March 25, 2006 Abbott (Tom) Gleason, a Watson Institute senior fellow and its former director for University relations and special projects, was feted during a conference titled "Place, Space, and Power in Modern Russian History," held on march 24 and 25 at the Watson Institute.
Gleason, who retired from Brown University in May 2005, is the Barnaby Conrad and Mary Critchfield Keeney Professor of History Emeritus. He is known as one of this country's premier historians of the former Soviet Union and modern Russia and an expert on totalitarianism. Three of his former students organized the event: Mark Bassin of University College London, Christopher Ely of Florida Atlantic University, and Melissa Stockdale of the University of Oklahoma.

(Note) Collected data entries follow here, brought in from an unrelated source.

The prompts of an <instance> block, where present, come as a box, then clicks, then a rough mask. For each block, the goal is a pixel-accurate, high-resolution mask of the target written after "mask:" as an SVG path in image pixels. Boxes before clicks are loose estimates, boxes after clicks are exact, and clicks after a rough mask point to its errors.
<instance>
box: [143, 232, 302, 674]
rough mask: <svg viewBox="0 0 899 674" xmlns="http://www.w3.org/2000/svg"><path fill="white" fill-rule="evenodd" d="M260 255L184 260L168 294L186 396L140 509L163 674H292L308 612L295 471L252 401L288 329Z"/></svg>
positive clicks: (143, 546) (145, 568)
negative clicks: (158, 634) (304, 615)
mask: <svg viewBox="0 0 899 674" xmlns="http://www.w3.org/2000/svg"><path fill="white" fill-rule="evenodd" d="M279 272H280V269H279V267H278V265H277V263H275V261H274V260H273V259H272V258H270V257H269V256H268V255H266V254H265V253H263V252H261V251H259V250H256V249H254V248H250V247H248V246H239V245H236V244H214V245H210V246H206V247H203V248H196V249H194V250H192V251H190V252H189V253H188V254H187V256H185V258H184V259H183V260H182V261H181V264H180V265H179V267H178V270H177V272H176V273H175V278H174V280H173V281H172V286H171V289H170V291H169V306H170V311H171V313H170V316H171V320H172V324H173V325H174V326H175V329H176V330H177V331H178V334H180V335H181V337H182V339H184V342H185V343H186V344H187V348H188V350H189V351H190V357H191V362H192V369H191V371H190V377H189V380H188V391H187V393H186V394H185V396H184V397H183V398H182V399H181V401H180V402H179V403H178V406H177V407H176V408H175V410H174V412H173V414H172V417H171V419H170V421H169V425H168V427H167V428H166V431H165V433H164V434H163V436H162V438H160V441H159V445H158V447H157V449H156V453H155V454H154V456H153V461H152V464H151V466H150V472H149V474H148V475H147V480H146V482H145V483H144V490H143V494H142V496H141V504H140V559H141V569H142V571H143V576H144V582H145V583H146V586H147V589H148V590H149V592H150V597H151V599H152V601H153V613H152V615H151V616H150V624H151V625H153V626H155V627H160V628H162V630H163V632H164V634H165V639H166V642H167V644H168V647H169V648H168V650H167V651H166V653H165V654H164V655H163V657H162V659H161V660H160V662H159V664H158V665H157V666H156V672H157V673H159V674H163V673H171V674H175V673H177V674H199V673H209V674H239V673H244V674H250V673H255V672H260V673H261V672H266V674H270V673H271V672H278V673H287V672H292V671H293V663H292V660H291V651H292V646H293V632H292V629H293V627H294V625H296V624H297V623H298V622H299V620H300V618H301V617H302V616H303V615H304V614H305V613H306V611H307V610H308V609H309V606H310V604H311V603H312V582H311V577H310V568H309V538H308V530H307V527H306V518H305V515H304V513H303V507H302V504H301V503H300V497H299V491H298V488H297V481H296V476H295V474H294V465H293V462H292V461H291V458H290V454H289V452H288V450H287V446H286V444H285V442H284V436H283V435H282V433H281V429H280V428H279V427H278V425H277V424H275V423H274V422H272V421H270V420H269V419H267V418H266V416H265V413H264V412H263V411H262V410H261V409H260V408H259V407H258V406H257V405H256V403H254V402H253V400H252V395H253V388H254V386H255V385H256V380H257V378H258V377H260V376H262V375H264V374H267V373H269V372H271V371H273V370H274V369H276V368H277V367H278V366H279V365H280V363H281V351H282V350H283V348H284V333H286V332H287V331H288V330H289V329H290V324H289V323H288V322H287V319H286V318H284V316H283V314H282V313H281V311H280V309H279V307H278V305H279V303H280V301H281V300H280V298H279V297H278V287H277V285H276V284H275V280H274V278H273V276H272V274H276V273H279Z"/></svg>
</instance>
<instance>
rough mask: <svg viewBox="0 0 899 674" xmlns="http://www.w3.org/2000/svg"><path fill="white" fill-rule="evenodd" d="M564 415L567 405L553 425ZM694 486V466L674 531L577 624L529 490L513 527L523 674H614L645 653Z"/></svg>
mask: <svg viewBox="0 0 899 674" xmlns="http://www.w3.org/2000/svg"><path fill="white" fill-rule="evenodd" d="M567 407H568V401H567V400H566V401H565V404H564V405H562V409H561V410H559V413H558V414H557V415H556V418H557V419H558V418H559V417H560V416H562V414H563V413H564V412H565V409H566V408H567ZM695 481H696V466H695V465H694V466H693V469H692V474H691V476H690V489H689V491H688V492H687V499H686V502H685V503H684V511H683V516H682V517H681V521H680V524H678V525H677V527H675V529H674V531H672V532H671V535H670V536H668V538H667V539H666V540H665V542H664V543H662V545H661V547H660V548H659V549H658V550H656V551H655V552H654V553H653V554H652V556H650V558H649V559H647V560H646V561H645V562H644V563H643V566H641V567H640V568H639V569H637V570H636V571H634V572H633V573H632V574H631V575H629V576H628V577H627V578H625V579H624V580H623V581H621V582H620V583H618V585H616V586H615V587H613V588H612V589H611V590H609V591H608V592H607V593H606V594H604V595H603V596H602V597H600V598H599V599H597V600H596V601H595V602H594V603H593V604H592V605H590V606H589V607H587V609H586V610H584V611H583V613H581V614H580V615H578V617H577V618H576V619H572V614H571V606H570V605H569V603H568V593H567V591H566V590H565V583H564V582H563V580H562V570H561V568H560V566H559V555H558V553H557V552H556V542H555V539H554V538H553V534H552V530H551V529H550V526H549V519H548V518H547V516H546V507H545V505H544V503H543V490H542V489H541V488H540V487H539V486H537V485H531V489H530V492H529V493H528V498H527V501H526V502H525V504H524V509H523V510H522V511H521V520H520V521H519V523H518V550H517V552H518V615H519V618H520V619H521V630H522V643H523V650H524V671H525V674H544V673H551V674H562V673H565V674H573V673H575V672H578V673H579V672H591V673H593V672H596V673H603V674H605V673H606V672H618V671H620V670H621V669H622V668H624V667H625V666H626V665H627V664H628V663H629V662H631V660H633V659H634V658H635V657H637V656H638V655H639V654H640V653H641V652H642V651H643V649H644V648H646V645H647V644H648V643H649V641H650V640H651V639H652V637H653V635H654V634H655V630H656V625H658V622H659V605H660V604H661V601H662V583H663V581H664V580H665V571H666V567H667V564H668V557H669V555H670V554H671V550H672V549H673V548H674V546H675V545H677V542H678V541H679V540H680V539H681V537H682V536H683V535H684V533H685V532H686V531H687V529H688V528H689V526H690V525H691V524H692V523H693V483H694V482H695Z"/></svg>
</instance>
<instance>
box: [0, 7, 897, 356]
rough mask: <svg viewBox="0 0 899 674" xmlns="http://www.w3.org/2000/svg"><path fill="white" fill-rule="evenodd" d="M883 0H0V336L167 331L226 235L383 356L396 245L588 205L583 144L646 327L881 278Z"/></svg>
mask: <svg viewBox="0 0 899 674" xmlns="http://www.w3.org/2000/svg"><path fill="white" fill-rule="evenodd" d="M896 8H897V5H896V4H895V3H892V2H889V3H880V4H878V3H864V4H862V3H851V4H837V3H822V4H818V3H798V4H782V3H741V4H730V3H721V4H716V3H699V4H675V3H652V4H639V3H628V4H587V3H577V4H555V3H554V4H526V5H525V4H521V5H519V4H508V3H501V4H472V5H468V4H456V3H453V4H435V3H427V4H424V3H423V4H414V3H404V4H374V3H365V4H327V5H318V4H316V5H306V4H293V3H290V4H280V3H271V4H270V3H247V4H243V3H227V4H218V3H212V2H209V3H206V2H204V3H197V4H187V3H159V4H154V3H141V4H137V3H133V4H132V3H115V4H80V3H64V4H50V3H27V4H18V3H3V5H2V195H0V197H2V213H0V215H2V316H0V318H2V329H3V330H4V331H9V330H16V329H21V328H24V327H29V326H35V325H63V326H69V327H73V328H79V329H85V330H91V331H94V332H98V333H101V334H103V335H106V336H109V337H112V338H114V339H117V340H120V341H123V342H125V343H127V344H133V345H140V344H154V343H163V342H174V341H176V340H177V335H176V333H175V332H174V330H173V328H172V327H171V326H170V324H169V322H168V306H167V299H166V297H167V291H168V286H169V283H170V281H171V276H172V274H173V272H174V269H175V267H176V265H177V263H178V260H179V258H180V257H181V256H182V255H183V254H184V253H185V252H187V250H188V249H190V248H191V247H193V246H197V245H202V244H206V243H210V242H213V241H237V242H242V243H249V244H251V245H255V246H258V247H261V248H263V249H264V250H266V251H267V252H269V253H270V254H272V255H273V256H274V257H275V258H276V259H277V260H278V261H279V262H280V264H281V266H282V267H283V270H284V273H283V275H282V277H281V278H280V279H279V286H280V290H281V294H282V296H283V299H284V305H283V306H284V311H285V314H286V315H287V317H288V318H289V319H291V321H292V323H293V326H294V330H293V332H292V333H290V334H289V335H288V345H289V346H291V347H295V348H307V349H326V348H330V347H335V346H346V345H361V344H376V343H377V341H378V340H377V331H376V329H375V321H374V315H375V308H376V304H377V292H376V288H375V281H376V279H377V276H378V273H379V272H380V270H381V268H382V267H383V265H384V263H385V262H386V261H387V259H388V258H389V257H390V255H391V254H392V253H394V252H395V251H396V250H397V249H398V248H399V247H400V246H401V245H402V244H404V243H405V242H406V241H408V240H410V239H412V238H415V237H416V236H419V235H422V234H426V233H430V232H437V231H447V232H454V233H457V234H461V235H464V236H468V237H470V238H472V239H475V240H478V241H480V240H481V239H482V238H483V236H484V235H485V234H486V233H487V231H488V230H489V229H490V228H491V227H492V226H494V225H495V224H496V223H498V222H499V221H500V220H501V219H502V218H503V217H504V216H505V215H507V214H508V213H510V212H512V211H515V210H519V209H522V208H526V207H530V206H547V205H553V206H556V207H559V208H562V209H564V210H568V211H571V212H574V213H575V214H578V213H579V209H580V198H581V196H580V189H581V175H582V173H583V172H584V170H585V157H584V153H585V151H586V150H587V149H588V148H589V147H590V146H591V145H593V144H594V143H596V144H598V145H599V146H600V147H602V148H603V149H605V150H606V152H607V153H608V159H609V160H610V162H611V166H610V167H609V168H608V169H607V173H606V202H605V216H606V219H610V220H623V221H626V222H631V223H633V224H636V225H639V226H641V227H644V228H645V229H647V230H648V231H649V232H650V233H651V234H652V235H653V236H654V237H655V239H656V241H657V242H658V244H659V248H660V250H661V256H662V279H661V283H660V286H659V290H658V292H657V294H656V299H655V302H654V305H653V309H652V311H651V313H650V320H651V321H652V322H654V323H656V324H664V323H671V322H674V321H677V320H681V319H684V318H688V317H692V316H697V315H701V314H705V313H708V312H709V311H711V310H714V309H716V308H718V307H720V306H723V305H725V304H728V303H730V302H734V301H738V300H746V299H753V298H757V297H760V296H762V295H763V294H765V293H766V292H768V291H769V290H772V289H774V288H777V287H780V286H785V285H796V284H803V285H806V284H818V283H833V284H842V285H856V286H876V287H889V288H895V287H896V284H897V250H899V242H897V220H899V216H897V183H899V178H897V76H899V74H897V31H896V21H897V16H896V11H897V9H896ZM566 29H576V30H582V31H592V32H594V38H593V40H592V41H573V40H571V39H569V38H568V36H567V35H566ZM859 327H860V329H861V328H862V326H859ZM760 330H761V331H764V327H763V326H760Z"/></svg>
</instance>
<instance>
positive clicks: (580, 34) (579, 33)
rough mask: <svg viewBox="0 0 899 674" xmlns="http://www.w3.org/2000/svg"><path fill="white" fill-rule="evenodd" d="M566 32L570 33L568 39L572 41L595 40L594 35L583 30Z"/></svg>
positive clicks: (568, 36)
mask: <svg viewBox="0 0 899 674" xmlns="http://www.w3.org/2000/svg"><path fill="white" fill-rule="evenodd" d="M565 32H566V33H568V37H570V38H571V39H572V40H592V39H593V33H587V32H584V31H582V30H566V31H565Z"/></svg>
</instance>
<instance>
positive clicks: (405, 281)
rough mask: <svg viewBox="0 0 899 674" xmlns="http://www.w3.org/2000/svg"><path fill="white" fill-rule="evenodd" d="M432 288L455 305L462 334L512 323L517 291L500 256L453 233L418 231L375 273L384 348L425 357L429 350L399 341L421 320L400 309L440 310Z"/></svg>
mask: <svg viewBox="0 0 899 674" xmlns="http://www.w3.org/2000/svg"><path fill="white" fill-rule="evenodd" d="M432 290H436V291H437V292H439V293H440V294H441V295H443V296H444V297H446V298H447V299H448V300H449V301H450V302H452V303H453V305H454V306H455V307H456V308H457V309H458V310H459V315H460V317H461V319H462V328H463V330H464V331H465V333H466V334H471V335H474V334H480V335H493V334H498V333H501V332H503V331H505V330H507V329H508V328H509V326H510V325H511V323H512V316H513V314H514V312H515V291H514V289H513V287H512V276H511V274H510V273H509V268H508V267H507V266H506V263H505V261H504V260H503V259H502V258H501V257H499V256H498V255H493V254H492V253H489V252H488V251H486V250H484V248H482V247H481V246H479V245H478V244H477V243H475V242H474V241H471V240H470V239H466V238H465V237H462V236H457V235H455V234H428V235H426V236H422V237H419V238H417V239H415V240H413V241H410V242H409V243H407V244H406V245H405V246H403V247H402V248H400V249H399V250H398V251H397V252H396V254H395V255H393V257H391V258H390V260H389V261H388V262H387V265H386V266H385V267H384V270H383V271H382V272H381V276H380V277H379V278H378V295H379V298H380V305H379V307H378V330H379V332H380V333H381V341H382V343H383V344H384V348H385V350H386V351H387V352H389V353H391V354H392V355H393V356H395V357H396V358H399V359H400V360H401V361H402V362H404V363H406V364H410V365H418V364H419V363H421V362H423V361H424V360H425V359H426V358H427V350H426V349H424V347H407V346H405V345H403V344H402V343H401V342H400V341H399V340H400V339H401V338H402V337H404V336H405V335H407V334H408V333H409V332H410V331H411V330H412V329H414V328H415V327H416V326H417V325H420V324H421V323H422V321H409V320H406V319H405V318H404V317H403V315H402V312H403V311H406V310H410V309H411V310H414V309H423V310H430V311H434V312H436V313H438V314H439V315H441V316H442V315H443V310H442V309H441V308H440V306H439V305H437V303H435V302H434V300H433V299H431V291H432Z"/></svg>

Conference Schedule for March 24
Conference Shcedule for March 25
While organizing the event, Bassin, Ely, and Stockdale sought to construct a program that honored Gleason's major contributions to the field of Russian/Soviet history as well as his eclectic interests in art history and concepts of space. Thus, they devised the conference around the following themes:
- spaces of empire and homeland
- the city as locus of identity
- power and the spaces of culture
- the politics of circulation: roads and communication networks
- geographies and cartographies of nationhood
A Brown professor for over 30 years, Gleason is the former chair of the History Department and a former director of the Kennan Institute for Advanced Russian Studies at the Wilson Center, Washington, D.C. He is perhaps best known for his work Totalitarianism: The Inner History of the Cold War (1995). More recently, he co-edited with Martha Nussbaum Nineteen Eighty-Four: George Orwell and Our Future (2005) and Nikita Khrushchev, with Sergei Khrushchev and William Taubman (2000). And, he wrote articles on three Soviet modern artists of the 1920s for the Modern Encyclopedia of Russian and Soviet History, and an essay on Hannah Arendt and Communism for the Dizionario del Communismo. Currently, he is completing articles on the history of anti-Communism and on Totalitarianism for the same volume. Starting in the fall of 2004, he began to teach with Vladimir Golstein of Brown's Slavic Department a new course on the "History of Modern Russian Culture."